Product-System Concepting: Envisioned a hybrid subscription model, in-store rental system, and company partnerships for game demo feedback loops.
Design Communication: Learned to advocate for evolving ideas and design in flux, balancing feedback and creative autonomy.



Early concept evolution from app-based beta-testing (BetterBeta, Applay) to a physical gaming café, with each iteration refining user interaction ideas and visual style.
Visual Identity in Service of System Goals
Toggle's visual identity started as creative exploration and became a tool for the experience themes underneath it: comfort, community, and permission to play.
The pixelated logotype did more than look like a style choice. It pulled from retro game culture to create shared nostalgia across a diverse player base.
Warm earth tones and energetic reds created a balance between inviting spaces and energized play, designed to feel familiar yet exciting.
Every brand element was treated as a touchpoint: menus, signage, coffee cups, and merchandise all worked to make social play feel cohesive, both online and offline.
This branding exercise taught me how visual consistency supports emotional clarity, and how it helps people feel safe and welcome enough to actually show up.
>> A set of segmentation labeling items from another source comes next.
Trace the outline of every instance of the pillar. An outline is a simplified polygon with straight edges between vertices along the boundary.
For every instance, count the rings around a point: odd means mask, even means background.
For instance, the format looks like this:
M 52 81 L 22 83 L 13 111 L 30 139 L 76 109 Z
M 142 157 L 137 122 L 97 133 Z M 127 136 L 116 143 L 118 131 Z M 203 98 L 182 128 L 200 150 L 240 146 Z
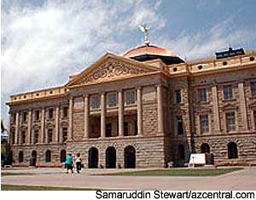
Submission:
M 212 106 L 213 106 L 213 122 L 215 132 L 220 132 L 219 112 L 218 112 L 218 98 L 217 85 L 212 87 Z
M 246 106 L 246 98 L 244 94 L 244 83 L 238 83 L 239 99 L 240 99 L 240 111 L 241 117 L 242 130 L 248 129 L 247 111 Z
M 32 128 L 32 110 L 28 111 L 27 117 L 27 133 L 26 133 L 26 144 L 30 144 L 31 141 L 31 128 Z
M 158 117 L 158 134 L 162 134 L 164 133 L 164 117 L 163 117 L 163 100 L 162 100 L 162 87 L 157 85 L 156 88 L 157 95 L 157 117 Z
M 59 106 L 57 106 L 55 107 L 55 141 L 56 143 L 59 142 L 59 132 L 60 132 L 60 129 L 59 129 L 59 116 L 60 116 L 60 107 L 59 107 Z
M 89 96 L 84 96 L 84 138 L 89 138 Z
M 122 90 L 119 91 L 119 136 L 124 134 L 124 103 L 123 103 L 123 93 Z
M 104 93 L 101 94 L 101 137 L 106 137 L 106 104 Z
M 44 121 L 45 121 L 45 108 L 42 109 L 42 117 L 41 117 L 41 143 L 44 143 L 44 132 L 45 132 L 45 127 L 44 127 Z
M 69 99 L 69 107 L 68 107 L 68 133 L 67 140 L 73 140 L 73 97 Z
M 137 89 L 137 135 L 143 134 L 143 105 L 142 105 L 142 89 Z
M 15 115 L 15 145 L 19 143 L 19 124 L 20 124 L 20 113 L 19 111 L 16 112 Z

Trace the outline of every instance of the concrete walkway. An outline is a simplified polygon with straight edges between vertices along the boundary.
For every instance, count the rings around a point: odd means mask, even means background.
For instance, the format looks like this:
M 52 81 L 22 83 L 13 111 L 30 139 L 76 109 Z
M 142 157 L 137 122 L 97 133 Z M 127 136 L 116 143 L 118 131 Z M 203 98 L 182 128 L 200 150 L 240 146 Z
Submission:
M 256 168 L 247 168 L 215 177 L 91 175 L 125 170 L 86 169 L 81 174 L 67 174 L 62 169 L 8 169 L 2 172 L 34 174 L 8 175 L 1 179 L 2 184 L 9 185 L 110 190 L 256 190 Z

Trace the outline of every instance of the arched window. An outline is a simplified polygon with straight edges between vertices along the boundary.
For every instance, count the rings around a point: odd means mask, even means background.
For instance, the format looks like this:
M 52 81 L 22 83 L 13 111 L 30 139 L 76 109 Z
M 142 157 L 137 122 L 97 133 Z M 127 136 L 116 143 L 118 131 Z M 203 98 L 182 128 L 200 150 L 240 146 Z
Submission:
M 45 151 L 45 162 L 49 163 L 51 161 L 51 152 L 49 150 Z
M 64 163 L 66 161 L 67 152 L 65 149 L 61 151 L 61 163 Z
M 237 146 L 235 142 L 228 144 L 228 157 L 229 159 L 238 158 Z
M 24 161 L 23 151 L 19 152 L 19 163 L 22 163 Z
M 183 145 L 177 146 L 177 158 L 179 160 L 185 159 L 185 150 L 184 150 L 184 146 Z
M 201 146 L 201 153 L 210 153 L 210 146 L 207 143 L 203 143 Z

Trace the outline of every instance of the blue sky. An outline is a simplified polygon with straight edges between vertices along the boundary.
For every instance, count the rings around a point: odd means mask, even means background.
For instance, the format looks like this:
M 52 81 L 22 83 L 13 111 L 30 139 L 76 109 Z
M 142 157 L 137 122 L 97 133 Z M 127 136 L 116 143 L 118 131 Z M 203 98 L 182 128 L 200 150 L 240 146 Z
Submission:
M 256 1 L 2 1 L 1 117 L 9 95 L 55 87 L 107 51 L 141 45 L 147 23 L 152 44 L 183 58 L 217 50 L 256 49 Z

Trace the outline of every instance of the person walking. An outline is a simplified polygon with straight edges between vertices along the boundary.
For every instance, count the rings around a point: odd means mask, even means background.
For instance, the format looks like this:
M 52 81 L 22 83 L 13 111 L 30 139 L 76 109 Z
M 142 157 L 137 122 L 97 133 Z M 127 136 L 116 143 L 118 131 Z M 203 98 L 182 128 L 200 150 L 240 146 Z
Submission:
M 82 169 L 82 157 L 80 153 L 77 154 L 75 163 L 76 163 L 77 172 L 78 174 L 79 174 Z
M 73 159 L 71 153 L 68 153 L 67 160 L 66 160 L 66 165 L 67 165 L 67 174 L 68 174 L 68 170 L 70 169 L 72 174 L 73 174 Z

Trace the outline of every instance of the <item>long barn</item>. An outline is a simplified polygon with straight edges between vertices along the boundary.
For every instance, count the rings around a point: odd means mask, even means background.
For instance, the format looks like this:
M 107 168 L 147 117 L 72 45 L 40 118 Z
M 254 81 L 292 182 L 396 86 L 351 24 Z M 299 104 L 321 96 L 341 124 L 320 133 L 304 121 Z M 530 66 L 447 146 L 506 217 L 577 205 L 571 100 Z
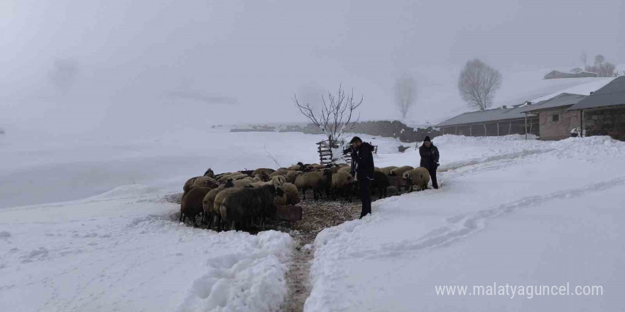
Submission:
M 466 136 L 498 136 L 539 133 L 538 116 L 525 113 L 528 104 L 503 106 L 496 108 L 469 111 L 436 125 L 442 134 Z

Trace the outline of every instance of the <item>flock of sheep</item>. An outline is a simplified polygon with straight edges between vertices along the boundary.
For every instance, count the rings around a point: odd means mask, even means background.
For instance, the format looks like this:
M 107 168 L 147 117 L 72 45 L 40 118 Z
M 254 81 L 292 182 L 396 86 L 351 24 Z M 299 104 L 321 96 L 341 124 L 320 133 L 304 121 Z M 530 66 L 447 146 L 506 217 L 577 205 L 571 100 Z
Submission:
M 425 189 L 430 174 L 425 168 L 411 166 L 375 169 L 371 190 L 379 198 L 386 196 L 391 186 L 389 177 L 401 177 L 406 189 Z M 204 176 L 189 179 L 183 187 L 180 204 L 180 222 L 191 220 L 197 226 L 197 218 L 208 228 L 232 230 L 250 226 L 264 229 L 268 219 L 275 219 L 277 207 L 295 205 L 300 194 L 312 191 L 317 200 L 323 196 L 335 200 L 342 196 L 352 200 L 357 184 L 345 164 L 303 164 L 278 170 L 259 168 L 214 174 L 211 169 Z M 399 189 L 399 188 L 398 188 Z

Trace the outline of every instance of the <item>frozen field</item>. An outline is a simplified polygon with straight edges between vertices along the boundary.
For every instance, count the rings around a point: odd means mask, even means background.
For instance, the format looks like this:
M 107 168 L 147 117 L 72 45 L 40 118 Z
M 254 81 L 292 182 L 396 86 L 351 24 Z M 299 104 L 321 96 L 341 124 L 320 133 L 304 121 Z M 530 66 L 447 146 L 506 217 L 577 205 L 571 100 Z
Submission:
M 163 196 L 208 167 L 276 167 L 268 152 L 281 165 L 315 162 L 320 137 L 185 132 L 124 145 L 79 140 L 71 150 L 9 138 L 0 142 L 8 156 L 0 165 L 0 311 L 279 308 L 288 234 L 190 228 L 173 221 L 179 207 Z M 413 149 L 399 154 L 395 140 L 373 141 L 376 165 L 418 164 Z M 625 143 L 449 135 L 434 143 L 441 189 L 376 201 L 372 216 L 317 236 L 305 311 L 622 308 Z M 435 291 L 493 282 L 601 285 L 604 294 Z

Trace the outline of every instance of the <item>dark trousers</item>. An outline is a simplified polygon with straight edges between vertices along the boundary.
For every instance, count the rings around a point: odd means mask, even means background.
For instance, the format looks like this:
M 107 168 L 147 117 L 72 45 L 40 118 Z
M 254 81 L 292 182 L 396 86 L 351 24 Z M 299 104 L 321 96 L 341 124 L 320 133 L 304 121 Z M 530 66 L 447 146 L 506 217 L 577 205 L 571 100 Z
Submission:
M 428 169 L 430 172 L 430 179 L 432 180 L 432 187 L 438 189 L 438 182 L 436 181 L 436 166 Z
M 362 200 L 362 211 L 360 212 L 360 218 L 362 218 L 371 213 L 371 180 L 359 177 L 358 187 L 360 189 L 360 199 Z

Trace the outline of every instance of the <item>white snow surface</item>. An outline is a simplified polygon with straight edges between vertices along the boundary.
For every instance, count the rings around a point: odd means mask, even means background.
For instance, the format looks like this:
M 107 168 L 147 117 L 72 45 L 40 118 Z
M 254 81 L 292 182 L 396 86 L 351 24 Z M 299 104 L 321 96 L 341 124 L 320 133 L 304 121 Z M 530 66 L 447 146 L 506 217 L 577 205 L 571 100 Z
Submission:
M 312 311 L 619 311 L 625 143 L 521 136 L 433 140 L 438 190 L 376 201 L 322 231 Z M 379 166 L 418 165 L 411 152 Z M 438 296 L 437 285 L 599 285 L 603 296 Z
M 157 189 L 0 210 L 0 311 L 268 311 L 286 294 L 288 234 L 175 222 Z M 2 231 L 2 233 L 9 233 Z
M 379 145 L 378 167 L 418 165 L 415 143 L 360 136 Z M 194 229 L 163 198 L 208 167 L 277 167 L 268 152 L 283 166 L 315 162 L 322 135 L 186 130 L 35 145 L 11 138 L 0 142 L 0 311 L 271 311 L 285 299 L 288 234 Z M 305 311 L 622 308 L 625 143 L 433 141 L 440 189 L 376 201 L 372 216 L 307 246 L 315 258 Z M 399 153 L 400 145 L 413 148 Z M 25 206 L 35 203 L 43 204 Z M 435 292 L 493 282 L 601 285 L 604 295 Z

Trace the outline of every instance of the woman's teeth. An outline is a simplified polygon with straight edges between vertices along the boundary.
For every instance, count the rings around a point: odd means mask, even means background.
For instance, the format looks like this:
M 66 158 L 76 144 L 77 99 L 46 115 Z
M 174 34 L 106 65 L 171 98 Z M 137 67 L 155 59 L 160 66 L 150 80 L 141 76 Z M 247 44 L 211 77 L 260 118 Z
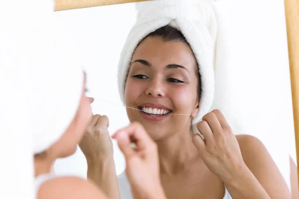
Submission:
M 152 115 L 164 115 L 165 114 L 168 113 L 170 111 L 169 110 L 165 110 L 161 108 L 153 108 L 146 107 L 142 107 L 141 108 L 141 109 L 144 112 Z

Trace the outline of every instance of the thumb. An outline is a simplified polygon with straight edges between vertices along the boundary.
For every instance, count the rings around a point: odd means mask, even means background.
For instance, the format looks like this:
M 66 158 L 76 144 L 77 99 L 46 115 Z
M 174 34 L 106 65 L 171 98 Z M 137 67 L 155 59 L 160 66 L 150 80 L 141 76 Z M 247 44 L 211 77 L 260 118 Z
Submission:
M 205 150 L 205 144 L 204 141 L 199 134 L 194 134 L 193 135 L 192 140 L 199 153 L 204 151 Z
M 102 115 L 98 119 L 98 121 L 96 124 L 96 126 L 107 126 L 108 128 L 109 127 L 109 119 L 106 115 Z
M 130 145 L 131 140 L 129 136 L 120 132 L 115 135 L 114 138 L 117 140 L 119 147 L 124 154 L 126 160 L 135 155 L 136 152 Z

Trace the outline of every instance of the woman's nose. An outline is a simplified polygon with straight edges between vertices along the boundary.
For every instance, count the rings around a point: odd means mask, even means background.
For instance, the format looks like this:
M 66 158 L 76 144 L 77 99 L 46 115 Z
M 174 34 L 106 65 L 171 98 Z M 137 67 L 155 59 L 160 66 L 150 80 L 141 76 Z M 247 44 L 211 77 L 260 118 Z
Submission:
M 164 96 L 164 91 L 162 84 L 157 81 L 151 81 L 149 88 L 147 89 L 146 94 L 148 96 L 155 98 L 161 98 Z

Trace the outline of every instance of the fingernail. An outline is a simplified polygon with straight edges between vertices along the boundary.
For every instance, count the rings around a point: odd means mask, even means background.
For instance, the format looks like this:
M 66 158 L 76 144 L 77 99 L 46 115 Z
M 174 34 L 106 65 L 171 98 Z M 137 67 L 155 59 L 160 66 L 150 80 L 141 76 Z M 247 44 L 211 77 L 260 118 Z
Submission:
M 124 134 L 124 133 L 119 133 L 117 139 L 119 140 L 124 140 L 126 139 L 126 136 Z

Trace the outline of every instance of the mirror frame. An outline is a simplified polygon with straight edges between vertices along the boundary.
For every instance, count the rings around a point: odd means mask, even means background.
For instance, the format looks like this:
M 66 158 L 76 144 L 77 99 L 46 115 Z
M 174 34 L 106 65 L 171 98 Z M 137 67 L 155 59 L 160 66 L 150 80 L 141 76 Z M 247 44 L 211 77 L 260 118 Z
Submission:
M 297 162 L 299 160 L 299 1 L 285 0 Z M 299 168 L 298 179 L 299 179 Z
M 152 0 L 55 0 L 55 10 L 87 8 Z M 79 1 L 79 2 L 78 2 Z M 299 1 L 285 0 L 291 86 L 297 161 L 299 160 Z M 299 179 L 299 167 L 298 179 Z
M 147 0 L 55 0 L 55 11 L 145 1 Z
The process deepened my ability to think across physical-digital systems and prototype experiences that feel lived in.




Mid-project critique session where Toggle's design system was evaluated and refined for cohesion and emotional resonance.
While speculative, Toggle helped me:
Think in product ecosystems, not just interfaces.
Embrace experimental workflows, prioritizing iteration over perfection.
Recognize that inclusive systems have to go deeper than aesthetics, and see clearly where accessibility would need to be built in from the start, not retrofitted.
“Toggle was about reminding people they belong.”
If I returned to Toggle today, I'd integrate inclusive design principles more deliberately. The physical space and brand would extend to accommodate diverse physical and cognitive needs, from adaptive playstations to accessible café layouts. I'd explore partnerships with inclusive gaming initiatives so Toggle could serve both fun and equity.